Забыть и вспомнить - Лившиц Давид Яковлевич 3 стр.


* * *

Таможню мы проходили осенью 1992 года.

В 1990 году уехал в Израиль сын с семьёй. В 1991 году – дочь с семьёй. Через год наступил наш с женой черёд.

Это было не самое лучшее время для «отъезжантов». Месяца за два до этого умер от инфаркта мой знакомый – после стычки на таможне ему стало плохо… Я прибаливал, и жена, оберегая меня, не посылала лишний раз по чиновникам, оформлявшим документы на выезд. А у меня, вышибленного со всех точек опоры предстоящим расставанием с привычным, едва ли не главной была забота: как вывезти портрет брата. Ехать в Москву за разрешением и ходить по учреждениям – целая морока, да и где набраться сил и времени. Как оказалось позже, это действительно был пустой номер, и те несколько гравюр, что подарили мне художники, я, безуспешно потыкавшись по инстанциям в полном цейтноте, просто свернул в рулон и сунул в сумку, на авось. Пронесло.
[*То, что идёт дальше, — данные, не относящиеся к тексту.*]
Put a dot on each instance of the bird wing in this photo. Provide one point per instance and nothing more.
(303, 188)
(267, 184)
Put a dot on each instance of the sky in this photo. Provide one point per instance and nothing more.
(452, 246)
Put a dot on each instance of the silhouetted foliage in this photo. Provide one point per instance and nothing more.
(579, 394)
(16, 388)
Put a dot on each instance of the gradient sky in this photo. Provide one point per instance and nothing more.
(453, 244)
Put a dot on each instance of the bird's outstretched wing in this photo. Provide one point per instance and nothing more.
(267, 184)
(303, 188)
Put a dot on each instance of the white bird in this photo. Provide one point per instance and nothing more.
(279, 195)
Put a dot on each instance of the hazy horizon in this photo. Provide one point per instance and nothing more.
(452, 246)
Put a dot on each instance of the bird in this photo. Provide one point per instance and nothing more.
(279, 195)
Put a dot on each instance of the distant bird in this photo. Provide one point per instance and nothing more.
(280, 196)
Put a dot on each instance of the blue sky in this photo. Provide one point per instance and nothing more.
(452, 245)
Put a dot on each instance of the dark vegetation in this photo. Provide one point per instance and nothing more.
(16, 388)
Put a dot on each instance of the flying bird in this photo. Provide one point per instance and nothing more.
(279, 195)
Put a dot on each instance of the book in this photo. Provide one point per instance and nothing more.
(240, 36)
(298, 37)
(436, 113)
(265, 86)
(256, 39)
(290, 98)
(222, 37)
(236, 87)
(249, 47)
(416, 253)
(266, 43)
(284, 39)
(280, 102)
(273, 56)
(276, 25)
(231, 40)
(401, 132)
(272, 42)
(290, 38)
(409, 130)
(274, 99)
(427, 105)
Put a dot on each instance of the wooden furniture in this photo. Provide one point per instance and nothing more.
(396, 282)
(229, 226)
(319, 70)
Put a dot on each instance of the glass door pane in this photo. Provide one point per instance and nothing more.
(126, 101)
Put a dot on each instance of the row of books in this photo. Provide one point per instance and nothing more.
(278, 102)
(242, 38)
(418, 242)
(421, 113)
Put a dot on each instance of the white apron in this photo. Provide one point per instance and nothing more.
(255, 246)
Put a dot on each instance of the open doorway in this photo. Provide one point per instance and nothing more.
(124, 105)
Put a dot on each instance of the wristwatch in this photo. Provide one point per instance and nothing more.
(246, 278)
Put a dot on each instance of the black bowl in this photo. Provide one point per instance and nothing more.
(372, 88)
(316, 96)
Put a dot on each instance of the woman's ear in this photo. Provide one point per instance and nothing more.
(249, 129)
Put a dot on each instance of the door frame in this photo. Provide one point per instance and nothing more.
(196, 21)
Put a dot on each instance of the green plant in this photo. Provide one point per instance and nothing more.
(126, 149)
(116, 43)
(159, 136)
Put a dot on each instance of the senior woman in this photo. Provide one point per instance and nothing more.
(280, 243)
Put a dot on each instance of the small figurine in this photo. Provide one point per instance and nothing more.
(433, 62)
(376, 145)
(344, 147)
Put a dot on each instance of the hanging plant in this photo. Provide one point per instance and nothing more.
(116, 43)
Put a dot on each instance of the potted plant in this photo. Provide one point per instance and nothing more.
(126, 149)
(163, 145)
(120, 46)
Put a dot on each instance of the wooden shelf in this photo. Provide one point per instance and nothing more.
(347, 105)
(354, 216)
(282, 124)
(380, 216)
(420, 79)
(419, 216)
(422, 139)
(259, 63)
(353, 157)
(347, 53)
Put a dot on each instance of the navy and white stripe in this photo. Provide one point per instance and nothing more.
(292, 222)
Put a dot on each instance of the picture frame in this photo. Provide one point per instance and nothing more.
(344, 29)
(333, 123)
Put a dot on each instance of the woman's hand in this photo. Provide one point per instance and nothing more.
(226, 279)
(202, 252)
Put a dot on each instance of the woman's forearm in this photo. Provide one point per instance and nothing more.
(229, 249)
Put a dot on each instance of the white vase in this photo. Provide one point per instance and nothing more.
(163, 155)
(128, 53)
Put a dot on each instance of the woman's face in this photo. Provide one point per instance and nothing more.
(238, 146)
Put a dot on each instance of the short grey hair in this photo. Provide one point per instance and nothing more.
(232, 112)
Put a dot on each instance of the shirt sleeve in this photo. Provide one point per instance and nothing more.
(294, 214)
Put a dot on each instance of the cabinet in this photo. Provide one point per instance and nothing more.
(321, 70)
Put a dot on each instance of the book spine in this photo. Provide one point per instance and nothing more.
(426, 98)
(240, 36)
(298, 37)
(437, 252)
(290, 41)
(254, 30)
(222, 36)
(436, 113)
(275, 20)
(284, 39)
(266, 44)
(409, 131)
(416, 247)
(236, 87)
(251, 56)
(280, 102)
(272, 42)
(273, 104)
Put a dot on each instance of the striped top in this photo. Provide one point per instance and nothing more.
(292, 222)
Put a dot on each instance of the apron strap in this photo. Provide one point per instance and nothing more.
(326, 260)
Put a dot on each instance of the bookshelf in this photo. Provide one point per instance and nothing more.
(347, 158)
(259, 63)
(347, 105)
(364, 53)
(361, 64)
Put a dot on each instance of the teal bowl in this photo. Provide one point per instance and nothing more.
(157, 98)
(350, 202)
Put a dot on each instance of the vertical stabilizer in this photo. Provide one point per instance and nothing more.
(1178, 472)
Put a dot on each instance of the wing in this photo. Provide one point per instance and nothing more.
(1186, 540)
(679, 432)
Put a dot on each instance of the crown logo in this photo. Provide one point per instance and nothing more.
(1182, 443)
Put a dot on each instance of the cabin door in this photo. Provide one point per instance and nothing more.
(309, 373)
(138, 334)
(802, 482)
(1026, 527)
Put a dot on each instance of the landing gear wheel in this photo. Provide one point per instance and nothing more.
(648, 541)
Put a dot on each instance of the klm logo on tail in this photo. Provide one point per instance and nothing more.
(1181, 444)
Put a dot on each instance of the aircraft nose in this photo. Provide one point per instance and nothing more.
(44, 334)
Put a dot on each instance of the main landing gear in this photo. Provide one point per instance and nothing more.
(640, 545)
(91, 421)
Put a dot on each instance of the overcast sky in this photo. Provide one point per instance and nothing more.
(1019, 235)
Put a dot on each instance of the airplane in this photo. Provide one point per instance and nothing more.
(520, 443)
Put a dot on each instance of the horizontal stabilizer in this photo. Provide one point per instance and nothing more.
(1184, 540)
Другое дело – портрет. И рисковать не хотелось, да и холст портить, выдирать из рамы и сворачивать живописное полотно… всё это напоминало дешёвое кино. Была ещё проблема с орденом. Как известно, в семьи погибших отдавали только один орден - Отечественной войны. Когда начался великий исход, и евреи ринулись из России, власти придумали много чего интересного, скажем, платить за паспорта, выплачивать деньги за учебу и т.д. Был наложен запрет и на вывоз орденов, позже, правда, отменённый. Пока же, видя, что у меня, законника, нет ни выбора, ни выхода, я положил орден в одну из коробок с книгами, благо, они были главный наш багаж… (В те дни я написал в одном стихе: «Бегут из России евреи и русские книги везут»)… Всевышний был милостив: контейнер в пути взломали, многое украли, но эта коробка сохранилась.

Портрет прятать не стал. Когда на товарном дворе таможенники приступили к проверке багажа, мы прислонили картину к стенке пакгауза и обреченно приготовились ждать решения.

- Что это? - Сухо спросил таможенник, и, подняв глаза от стола, уставился в лицо моего брата.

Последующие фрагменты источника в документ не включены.